Heizöl-Info vom 25. Juni

Über seine üblichen Kommunikationskanäle gab Donald Trump bekannt, dass der Iran zugesichert habe, während der 60-tägigen Verhandlungsphase keine Transitgebühren, Versicherungskosten oder sonstigen Abgaben von internationalen Handelsschiffen zu verlangen, die die Straße von Hormus passieren. Der US-Präsident verband diese Ankündigung jedoch mit seinen gewohnten Drohungen und betonte, dass die Gespräche beim geringsten Fehltritt sofort abgebrochen würden.

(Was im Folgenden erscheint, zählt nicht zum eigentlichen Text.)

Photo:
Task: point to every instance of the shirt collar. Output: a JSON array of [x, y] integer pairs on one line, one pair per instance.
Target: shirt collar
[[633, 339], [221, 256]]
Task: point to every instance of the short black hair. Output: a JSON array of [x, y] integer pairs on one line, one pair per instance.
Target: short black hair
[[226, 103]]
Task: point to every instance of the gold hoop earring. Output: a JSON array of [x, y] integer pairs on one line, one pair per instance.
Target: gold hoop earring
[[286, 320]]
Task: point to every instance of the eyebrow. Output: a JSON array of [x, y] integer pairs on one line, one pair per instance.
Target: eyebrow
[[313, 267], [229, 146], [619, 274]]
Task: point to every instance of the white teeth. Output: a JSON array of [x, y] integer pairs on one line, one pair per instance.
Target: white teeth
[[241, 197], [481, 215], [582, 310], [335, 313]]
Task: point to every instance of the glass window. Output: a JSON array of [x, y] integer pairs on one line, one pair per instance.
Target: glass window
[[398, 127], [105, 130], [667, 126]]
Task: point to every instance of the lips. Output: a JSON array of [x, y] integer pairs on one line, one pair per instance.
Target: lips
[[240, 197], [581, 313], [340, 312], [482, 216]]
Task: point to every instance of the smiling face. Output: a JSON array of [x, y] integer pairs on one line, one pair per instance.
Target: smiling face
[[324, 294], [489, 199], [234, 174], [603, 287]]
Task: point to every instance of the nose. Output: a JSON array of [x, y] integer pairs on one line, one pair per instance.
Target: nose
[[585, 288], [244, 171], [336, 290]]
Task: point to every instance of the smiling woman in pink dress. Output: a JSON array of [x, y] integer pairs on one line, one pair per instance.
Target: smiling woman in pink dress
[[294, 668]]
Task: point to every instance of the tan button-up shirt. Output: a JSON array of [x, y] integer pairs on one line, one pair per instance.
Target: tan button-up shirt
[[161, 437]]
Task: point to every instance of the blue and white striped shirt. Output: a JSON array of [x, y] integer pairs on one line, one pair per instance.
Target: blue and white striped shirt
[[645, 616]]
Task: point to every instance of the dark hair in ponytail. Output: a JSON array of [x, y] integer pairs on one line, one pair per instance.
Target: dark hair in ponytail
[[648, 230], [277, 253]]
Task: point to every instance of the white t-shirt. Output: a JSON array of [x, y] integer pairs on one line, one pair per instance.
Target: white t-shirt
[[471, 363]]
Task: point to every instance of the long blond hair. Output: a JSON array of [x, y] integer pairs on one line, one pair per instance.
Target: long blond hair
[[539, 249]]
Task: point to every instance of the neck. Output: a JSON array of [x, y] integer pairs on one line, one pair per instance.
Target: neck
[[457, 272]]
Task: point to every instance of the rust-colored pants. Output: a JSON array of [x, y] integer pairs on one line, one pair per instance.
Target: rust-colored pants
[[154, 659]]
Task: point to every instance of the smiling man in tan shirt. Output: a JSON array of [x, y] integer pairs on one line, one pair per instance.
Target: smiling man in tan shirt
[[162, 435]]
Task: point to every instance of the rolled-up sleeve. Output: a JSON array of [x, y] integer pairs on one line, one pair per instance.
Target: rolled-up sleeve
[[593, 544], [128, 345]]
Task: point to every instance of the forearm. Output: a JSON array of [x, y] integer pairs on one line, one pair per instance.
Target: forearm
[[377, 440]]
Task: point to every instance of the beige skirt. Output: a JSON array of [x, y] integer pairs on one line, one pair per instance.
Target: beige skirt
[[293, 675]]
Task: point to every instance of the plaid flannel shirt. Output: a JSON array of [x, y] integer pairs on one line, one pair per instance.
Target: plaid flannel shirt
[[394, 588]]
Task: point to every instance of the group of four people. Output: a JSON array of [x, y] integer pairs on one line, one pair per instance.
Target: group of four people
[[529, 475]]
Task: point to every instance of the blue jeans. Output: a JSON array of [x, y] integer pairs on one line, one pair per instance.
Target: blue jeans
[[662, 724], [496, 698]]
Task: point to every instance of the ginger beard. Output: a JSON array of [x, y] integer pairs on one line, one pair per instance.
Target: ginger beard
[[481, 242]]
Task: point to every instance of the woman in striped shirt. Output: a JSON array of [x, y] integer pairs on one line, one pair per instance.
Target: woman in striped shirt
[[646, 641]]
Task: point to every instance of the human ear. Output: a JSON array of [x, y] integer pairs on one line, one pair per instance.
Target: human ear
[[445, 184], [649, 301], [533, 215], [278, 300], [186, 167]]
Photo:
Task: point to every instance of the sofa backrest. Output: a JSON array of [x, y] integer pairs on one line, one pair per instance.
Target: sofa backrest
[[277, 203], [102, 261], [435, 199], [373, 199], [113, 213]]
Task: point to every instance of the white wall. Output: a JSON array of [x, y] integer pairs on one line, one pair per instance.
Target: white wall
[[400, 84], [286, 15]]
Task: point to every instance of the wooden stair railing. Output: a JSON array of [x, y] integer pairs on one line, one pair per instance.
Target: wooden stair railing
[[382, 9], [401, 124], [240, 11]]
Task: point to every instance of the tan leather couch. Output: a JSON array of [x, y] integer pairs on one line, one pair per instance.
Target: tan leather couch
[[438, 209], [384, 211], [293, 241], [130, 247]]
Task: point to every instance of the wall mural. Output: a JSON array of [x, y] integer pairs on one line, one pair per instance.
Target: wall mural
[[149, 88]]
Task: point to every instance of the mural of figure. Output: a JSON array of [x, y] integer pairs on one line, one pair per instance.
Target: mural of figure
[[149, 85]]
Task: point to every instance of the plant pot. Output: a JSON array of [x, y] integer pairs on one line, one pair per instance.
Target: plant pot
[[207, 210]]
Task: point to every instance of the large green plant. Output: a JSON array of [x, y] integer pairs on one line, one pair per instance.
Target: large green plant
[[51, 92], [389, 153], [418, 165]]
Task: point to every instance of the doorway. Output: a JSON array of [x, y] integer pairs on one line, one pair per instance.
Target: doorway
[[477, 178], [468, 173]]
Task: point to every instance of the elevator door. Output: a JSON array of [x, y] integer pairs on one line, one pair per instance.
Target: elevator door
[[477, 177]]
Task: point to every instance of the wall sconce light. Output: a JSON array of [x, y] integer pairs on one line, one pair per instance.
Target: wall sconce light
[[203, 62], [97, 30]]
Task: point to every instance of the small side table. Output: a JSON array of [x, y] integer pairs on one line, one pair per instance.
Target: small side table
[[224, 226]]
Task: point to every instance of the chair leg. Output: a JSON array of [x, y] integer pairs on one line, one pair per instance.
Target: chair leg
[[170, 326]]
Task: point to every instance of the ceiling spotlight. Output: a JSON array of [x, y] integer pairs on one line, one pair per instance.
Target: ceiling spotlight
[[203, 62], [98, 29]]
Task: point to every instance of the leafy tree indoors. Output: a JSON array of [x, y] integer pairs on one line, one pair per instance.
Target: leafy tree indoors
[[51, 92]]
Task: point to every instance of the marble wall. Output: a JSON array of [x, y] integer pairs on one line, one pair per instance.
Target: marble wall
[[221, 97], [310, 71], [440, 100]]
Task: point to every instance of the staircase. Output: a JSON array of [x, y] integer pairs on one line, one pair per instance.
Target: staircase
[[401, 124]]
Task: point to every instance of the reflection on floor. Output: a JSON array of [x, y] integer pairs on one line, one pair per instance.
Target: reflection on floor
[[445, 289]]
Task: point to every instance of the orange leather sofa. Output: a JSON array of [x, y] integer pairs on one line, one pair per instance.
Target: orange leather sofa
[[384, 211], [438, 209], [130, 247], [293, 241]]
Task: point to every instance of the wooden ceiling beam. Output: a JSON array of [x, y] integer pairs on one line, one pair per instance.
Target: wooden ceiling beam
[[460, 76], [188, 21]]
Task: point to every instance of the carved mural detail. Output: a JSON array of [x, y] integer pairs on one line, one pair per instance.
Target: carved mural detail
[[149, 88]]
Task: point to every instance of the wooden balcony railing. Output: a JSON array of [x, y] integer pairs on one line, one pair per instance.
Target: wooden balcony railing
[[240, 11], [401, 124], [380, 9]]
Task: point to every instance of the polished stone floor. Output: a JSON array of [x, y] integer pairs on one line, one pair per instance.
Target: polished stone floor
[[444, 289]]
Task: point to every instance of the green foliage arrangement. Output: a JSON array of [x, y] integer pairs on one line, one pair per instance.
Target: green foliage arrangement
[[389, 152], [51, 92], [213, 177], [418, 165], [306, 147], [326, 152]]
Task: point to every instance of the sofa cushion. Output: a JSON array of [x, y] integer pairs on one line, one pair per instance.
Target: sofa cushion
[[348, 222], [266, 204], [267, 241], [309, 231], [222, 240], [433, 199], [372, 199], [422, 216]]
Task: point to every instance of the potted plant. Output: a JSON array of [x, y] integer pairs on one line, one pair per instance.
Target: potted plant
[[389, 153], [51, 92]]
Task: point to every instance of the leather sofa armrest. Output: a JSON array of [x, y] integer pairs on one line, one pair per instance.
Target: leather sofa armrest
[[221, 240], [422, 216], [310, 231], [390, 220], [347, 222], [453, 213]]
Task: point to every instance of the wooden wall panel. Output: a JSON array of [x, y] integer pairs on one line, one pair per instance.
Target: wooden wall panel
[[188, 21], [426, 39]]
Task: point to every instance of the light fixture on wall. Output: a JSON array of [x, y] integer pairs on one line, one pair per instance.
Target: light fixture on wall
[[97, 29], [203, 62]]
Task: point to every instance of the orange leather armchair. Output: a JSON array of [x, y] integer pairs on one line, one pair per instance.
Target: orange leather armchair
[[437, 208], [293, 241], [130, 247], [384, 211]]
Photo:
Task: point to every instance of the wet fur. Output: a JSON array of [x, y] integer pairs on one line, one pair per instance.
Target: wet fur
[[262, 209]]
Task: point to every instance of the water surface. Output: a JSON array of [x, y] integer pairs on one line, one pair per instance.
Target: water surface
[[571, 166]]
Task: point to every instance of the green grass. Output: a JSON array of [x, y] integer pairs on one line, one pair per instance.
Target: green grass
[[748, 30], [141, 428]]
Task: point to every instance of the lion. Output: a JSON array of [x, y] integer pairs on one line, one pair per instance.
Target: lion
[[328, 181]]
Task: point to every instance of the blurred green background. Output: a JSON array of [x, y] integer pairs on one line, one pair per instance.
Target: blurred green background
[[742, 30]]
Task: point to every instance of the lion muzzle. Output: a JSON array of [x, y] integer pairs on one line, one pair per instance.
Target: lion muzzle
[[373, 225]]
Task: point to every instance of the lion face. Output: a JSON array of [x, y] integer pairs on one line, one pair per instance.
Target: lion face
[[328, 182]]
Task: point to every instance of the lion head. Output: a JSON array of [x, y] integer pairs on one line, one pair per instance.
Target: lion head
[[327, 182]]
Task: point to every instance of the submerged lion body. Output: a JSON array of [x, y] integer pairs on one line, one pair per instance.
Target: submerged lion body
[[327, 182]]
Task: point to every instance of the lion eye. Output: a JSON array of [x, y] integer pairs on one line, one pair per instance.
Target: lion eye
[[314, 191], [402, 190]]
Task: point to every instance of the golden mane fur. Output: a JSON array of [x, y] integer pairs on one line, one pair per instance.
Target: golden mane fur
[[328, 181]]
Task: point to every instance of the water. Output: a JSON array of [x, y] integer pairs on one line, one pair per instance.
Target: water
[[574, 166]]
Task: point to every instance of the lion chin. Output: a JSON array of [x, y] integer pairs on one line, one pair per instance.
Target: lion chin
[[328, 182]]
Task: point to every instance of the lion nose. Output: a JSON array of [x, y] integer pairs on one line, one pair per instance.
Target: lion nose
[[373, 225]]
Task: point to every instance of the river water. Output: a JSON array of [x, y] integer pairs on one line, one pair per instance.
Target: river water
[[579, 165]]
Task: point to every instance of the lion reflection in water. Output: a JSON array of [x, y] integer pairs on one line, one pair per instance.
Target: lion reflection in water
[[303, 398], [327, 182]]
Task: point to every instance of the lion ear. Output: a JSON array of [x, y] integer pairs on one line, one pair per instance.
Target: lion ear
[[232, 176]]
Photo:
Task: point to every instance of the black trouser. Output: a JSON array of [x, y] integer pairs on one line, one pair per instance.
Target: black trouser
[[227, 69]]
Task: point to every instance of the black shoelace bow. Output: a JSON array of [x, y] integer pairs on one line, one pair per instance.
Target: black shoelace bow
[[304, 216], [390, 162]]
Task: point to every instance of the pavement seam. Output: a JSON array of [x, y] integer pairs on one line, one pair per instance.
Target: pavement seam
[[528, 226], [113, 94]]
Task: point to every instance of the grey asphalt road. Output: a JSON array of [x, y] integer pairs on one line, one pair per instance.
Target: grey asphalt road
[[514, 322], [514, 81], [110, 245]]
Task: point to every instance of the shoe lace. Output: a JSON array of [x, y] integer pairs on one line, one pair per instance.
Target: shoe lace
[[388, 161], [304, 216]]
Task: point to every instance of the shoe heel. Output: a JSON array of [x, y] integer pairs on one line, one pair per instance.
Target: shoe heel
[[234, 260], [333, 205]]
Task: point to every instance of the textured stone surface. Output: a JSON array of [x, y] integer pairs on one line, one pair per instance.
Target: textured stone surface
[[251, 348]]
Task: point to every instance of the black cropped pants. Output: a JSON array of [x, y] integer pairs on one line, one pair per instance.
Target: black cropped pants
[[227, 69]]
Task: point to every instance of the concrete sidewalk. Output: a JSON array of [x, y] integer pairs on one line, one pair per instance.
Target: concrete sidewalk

Trotz anhaltender Meinungsverschiedenheiten über das Atomprogramm und die Inspektionen der IAEO räumte Trump ein, dass Teheran sehr große Zugeständnisse mache. Auf logistischer Ebene beschleunigt sich derweil die Auflösung des Tankerstaus im Persischen Golf, wodurch erhebliche physische Mengen freigesetzt werden.

Der offizielle Bericht des US-Energieministeriums (DOE) wies einen deutlichen Rückgang der Rohölvorräte in den USA aus, wodurch sich die US-Sorte WTI gestern Abend vorübergehend über der Marke von 70 Dollar halten konnte, bevor sie heute Morgen erneut nachgab. Dieser massive Abbau verdeutlicht den Zustand der US-Bestände, die auf den niedrigsten Stand seit Januar 2025 gefallen sind, nachdem die Regierung zur Krisenbewältigung auf ihre strategischen Reserven (SPR) zurückgegriffen hatte. Im Gegensatz dazu stiegen die Bestände an raffinierten Produkten, was die Raffineriemargen belastet, zumal die Nachfrage in China stagniert, wo die Raffinerieauslastung ein 9-Jahres-Tief erreicht hat.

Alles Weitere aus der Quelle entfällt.